O Ministério Público ordenou diversas operações na madrugada desta segunda-feira para prender os três supostos autores dos disparos, de origem paraguaia, segundo a agência estatal Télam.

As vítimas são quatro homens, entre 23 e 29 anos, e um adolescente de 16 anos.

Testemunhas relataram à imprensa que várias mães conseguiram retirar crianças que acompanhavam suas famílias, muitas originárias do Peru e da Bolívia, antes do início dos disparos, inicialmente para o alto e depois, contra pessoas.

Manuel Adorni, porta-voz do presidente argentino de extrema direita, Javier Milei, descreveu o episódio como "doloroso e lamentável".

González Catán, localizada no município de La Matanza, é a cidade mais populosa da Grande Buenos Aires, com 1,83 milhão de habitantes.

Leia depoimentos dos sobreviventes dos ataques

O jovem Maximiliano, de 27 anos, não tem dúvidas. "Queriam nos matar. Foi um massacre. Estamos com raiva," disse à La Nación.

Ele afirma que os supostos "delegados" da área ameaçam as pessoas que se instalaram no local e pedem o pagamento de 100 mil pesos por um "lote" de 10 por 30 metros.

— Eles vieram me pressionar duas ou três vezes. Estamos aqui há um ano. Não sei como eles obtiveram as terras. Enganaram muita gente. Não tenho para onde ir, diz ele.

Quase 24 horas após o ataque a tiros, no qual a Justiça tenta identificar três atiradores, Maximiliano conta os detalhes do tiroteio.

— Ontem a confusão começou porque tentaram nos silenciar, nós que estamos pedindo melhorias. Na reunião, iriam escolher um tesoureiro. As pessoas pediam a criação de uma cozinha comunitária. Os delegados não queriam que a prefeitura se envolvesse.

O rapaz afirma que o ataque a tiros durou cerca de uma hora:

— Nós, vizinhos, tivemos que socorrer as vítimas. Nem a polícia nem a ambulância vieram.

Outro testemunho do ataque, um cidadão boliviano de 42 anos que prefere não se identificar, afirma:

— Eles não se importaram com nada [os atiradores]. Na reunião, havia crianças e mulheres.

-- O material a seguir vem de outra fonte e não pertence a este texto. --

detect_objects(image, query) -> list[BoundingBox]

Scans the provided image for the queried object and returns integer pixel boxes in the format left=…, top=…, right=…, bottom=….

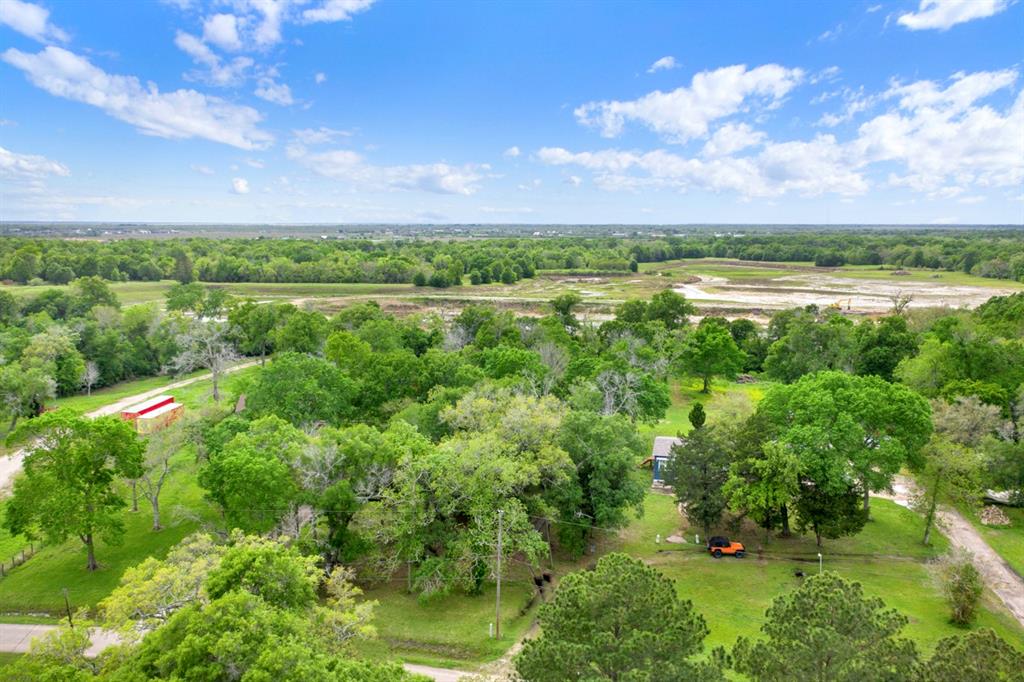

Tudo aconteceu por uma disputa pelo controle do bairro. Queremos mais presença do Estado.

Outro jovem argentino, de 27 anos, afirma que em julho do ano passado pagou 500 mil pesos por um "lote" de 12 por 30 metros. O dinheiro foi entregue aos "paraguaios", como ele os chama, e ele relata que recebeu um "contrato de compra e venda".

— Eles nos pressionavam para construir. Nos ameaçavam de nos expulsar. Nos ameaçavam com armas. Estamos assustados. Os lotes eram mais caros com vista para a pedreira com água, — diz o jovem que prefere não se identificar ao La Nación

Sobre o ataque, ele relata:

— A reunião era para trocar os delegados e organizar a iluminação. As pessoas estavam cansadas dos delegados paraguaios. Então, eles começaram a atirar. A batalha durou cerca de uma hora.

M., de 29 anos, é boliviana. Seu marido está internado na UTI. Quando os tiros começaram, ela se defendeu com pedras. Agora ela luta por sua vida.

— Os delegados paraguaios contrataram pessoas mal-intencionadas. Temos medo de viver aqui.

Ela conta que se instalou no local há cinco meses, quando soube da ocupação, e pagou 25 mil pesos pelos trâmites que os "advogados" deveriam fazer. O dinheiro foi entregue aos "delegados paraguaios".

Outra mulher de nacionalidade boliviana, que também por medo prefere não se identificar, conta que no terreno invadido vivem pessoas da Bolívia, Paraguai, Peru e Argentina. Ela relata que "comprou um lote" por 1000 dólares. Como as outras pessoas, o dinheiro foi entregue aos "delegados paraguaios".

—Os paraguaios nos cobram por tudo: luz, ruas e segurança. Agora queriam cobrar 5 mil por mês pela segurança. Nos ameaçavam com despejo. Vendiam o terreno mais de uma vez. Queremos construir uma casinha, meu pai é deficiente. Eles queriam que ficássemos permanentemente no lote e explicávamos que tínhamos que trabalhar. Diziam que havia advogados e papéis, mas nunca vimos um papel, — relata a mulher, sem esconder seu medo.